São, exatamente. Estes padrões pretendem provocar essa comparação, porque vamos continuar a acreditar que os outros são sempre melhores. E este ciclo de comparação-punição é terrível. É isto que atira as mulheres para os desequilíbrios alimentares. Às vezes até conseguimos fazer aquela dieta que nos faz perder dez quilos, somos super elogiadas, ficamos a achar que estamos ótimas e a sentirmo-nos empoderadas, mas depois vai tudo por água por baixo quando voltas a ganhar o peso perdido e ainda mais algum. E isto é uma coisa muito promíscua, é um ciclo vicioso que é preciso ser quebrado. Temos todos que ser mais inclusivos, para que possamos olhar uns para os outros, não numa tentativa de comparação, mas para percebermos que somos todos diferentes e que isso é que está certo.
Nesse processo é necessário mostrarmos que ninguém tem o direito de falar e opinar sobre o corpo de outro da forma natural e leviana como ainda se faz?
Nem mais, porque este à vontadinha que todos nos habituámos a ter em relação à crítica fácil, ou até àquela espécie de elogio, que na verdade é uma crítica, tem que acabar. A observação e a crítica constante do corpo e da vida alheia é errado, até porque não sabemos nada do que se passa na vida dos outros para nos colocarmos nesse pedestal da pessoa que se acha superior. Além disso, isto gera uma sensação de que, quando emagrecemos, somos espetaculares, válidas, incríveis, mas que quando ganhamos peso somos um nojo e erradas. Foi isto que fragilizou profundamente a minha saúde mental quando engordei. Porque passei dez anos da minha vida em dietas restritivas e esta dualidade fez-me acreditar que só sou bonita quando tenho determinado peso. É muito cruel tudo isto. Mas acredito que estas críticas dizem muito mais de quem as diz do que de quem as recebe. Porque quando somos realmente empoderados, ficamos felizes com o sucesso e com a felicidade dos outros. E estas críticas revelam muito da infelicidade geral que há. Só quando conseguirmos verdadeiramente empoderar a mulher e aceitá-la como ela é, é que vamos caminhar para a felicidade e a liberdade das mulheres. Só aí teremos um mundo muito mais feliz. Enquanto este sistema conseguir continuar a fazer com que a mulher se sinta errada, culpada e desadequada, também consegue ter menos uma cabeça ativa neste patriarcado. Porque uma mulher realmente empoderada é uma mulher que consegue tudo e é isso que assusta e faz tremer. A mulher é muito poderosa e pode, de facto, tudo. Desde que se sinta válida para isso.
A mudança acontece quando mudamos a nossa narrativa interior ou é preciso mudarmos primeiro a narrativa exterior?

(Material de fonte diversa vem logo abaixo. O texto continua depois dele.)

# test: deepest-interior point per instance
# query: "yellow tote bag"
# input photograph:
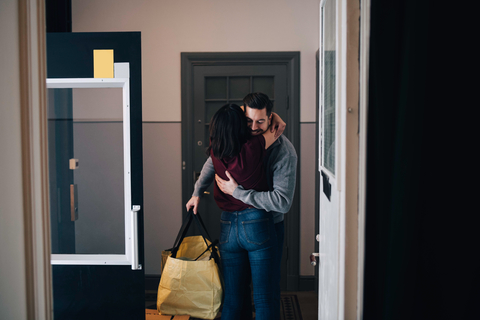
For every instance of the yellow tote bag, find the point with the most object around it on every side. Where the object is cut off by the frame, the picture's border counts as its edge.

É uma pergunta difícil porque essas duas narrativas conseguem andar de mãos dadas. Ainda assim, acho que temos sempre que mudar primeiro a narrativa interior. E o meu livro aponta para aí. Nenhuma árvore nasce sem raiz. Tu és uma semente que tens que germinar num solo fértil para poderes crescer com força.

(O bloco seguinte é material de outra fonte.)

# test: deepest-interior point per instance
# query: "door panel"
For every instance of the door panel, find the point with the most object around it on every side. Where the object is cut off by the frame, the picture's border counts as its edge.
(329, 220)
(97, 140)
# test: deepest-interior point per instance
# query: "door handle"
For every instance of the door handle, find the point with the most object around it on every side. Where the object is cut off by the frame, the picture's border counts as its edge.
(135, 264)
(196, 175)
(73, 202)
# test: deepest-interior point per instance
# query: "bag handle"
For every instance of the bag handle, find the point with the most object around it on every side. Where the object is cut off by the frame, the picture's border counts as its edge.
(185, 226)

No fundo é usarmos o nosso amor-próprio, aquele que deve ser nutrido diariamente, para com ele nutrirmos o mundo e os outros?

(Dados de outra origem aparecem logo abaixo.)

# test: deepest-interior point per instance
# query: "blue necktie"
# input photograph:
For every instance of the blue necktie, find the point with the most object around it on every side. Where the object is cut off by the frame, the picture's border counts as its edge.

É isso, sim. Mas o amor-próprio é a questão com rasteira, porque a maioria das mulheres tem dificuldade em amar-se. Não sabe por onde começar. É um bocadinho como quando aprendemos a andar de bicicleta. Para nos podermos amar e acolher esse amor-próprio, temos que cair algumas vezes. Até chegarmos à fase em que já andamos de bicicleta sem pensar, de forma fluída e o amor-próprio é isso. Quando chegamos a esta fase, conseguimos emanar a nossa luz e iluminar tudo à nossa volta. Perpetuamos amor e não dor.